Berkeley astronomer in sexual harassment case to resign
Source: Nature
Exoplanet hunter Geoffrey Marcy also quits $100-million hunt for extraterrestrial life.
Astronomer Geoffrey Marcy is stepping down as a faculty member at the University of California, Berkeley, following revelations that a university investigation found he had sexually harassed multiple students between 2001 and 2010.
A 14 October e-mail from Gibor Basri, interim chair of the Berkeley astronomy department, said that Marcy had initiated the process to leave the faculty. Marcy has been a professor there since 1999, and maintains an adjunct position at San Francisco State University.
We believe this outcome is entirely appropriate and have immediately accepted his resignation, Berkeley chancellor Nicholas Dirks and executive vice chancellor Claude Steele said in a statement.
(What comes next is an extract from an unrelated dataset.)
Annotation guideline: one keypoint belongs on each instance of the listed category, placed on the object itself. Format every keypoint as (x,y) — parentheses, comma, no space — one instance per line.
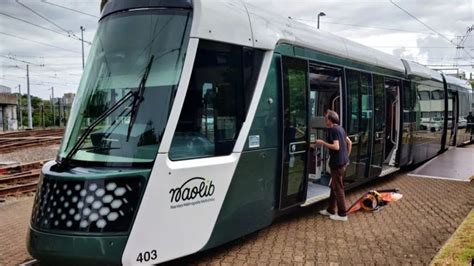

The sexual harassment case involving Marcy concluded in June but was made public only last week in a report by BuzzFeed News. The disclosure triggered outrage among astronomers, and many Berkeley astronomy faculty and students have called for Marcy to leave the department. The university had not disciplined Marcy for his past actions but arranged an agreement going forward in which he could be subject to disciplinary actions if he again violated Berkeley's sexual harassment policy.
<snip>
Read more: http://www.nature.com/news/berkeley-astronomer-in-sexual-harassment-case-to-resign-1.18582?WT.mc_id=TWT_NatureNews
Liberal_in_LA
(44,397 posts)Nitram
(22,890 posts)geek tragedy
(68,868 posts)Xithras
(16,191 posts)One of the biggest problems with removing him was the nature of the complaints. It wasn't until one of his students came forward with the allegation that he grabbed her crotch that they had solid grounds to push forward. Prior to that, the allegations tended to be things like passing touches to arms or necks, or third hand accusations that he was getting inappropriate with undergrads without any identification of the undergrads involved, so it wasn't possible to actually determine whether the behavior was unwelcome. He managed to keep himself in this gray area, surrounded by layers of plausible deniability, for many years. When one of his students finally accused him of a full blown sexual assault, the line was crossed and the university could act.
You have to remember that college and university educators have contracts, and that California law makes it very difficult for state schools to move against them. As an example of how colleges are stymied, you just have to look a little eastward to see what happened in Modesto a few years ago. A junior college tenured faculty member (JC faculty share the same legal protections as university faculty) was accused of forcefully sexually assaulting two teenage girls. The police arrested him, the prosecutors charged him, and he was facing decades in prison. Following the colleges policies on sexual assault, he was terminated from his position.
The jury in his trial decided that the testimony from the two girls was "not credible", and they found him not guilty. He sued the college, got his job back, and is now on track to collect a massive settlement from the $8.5 million lawsuit he filed against the college. This was a guy who was arrested, charged, and was being PROSECUTED for RAPE, and the college is still going to lose millions because they terminated him.
Universities are in a pretty screwed up position with these cases. If they fire, they get sued. If they don't fire, they get sued. Because of that, they tend to be reluctant to act at all without some sort of "smoking gun" that definitively proves their offense.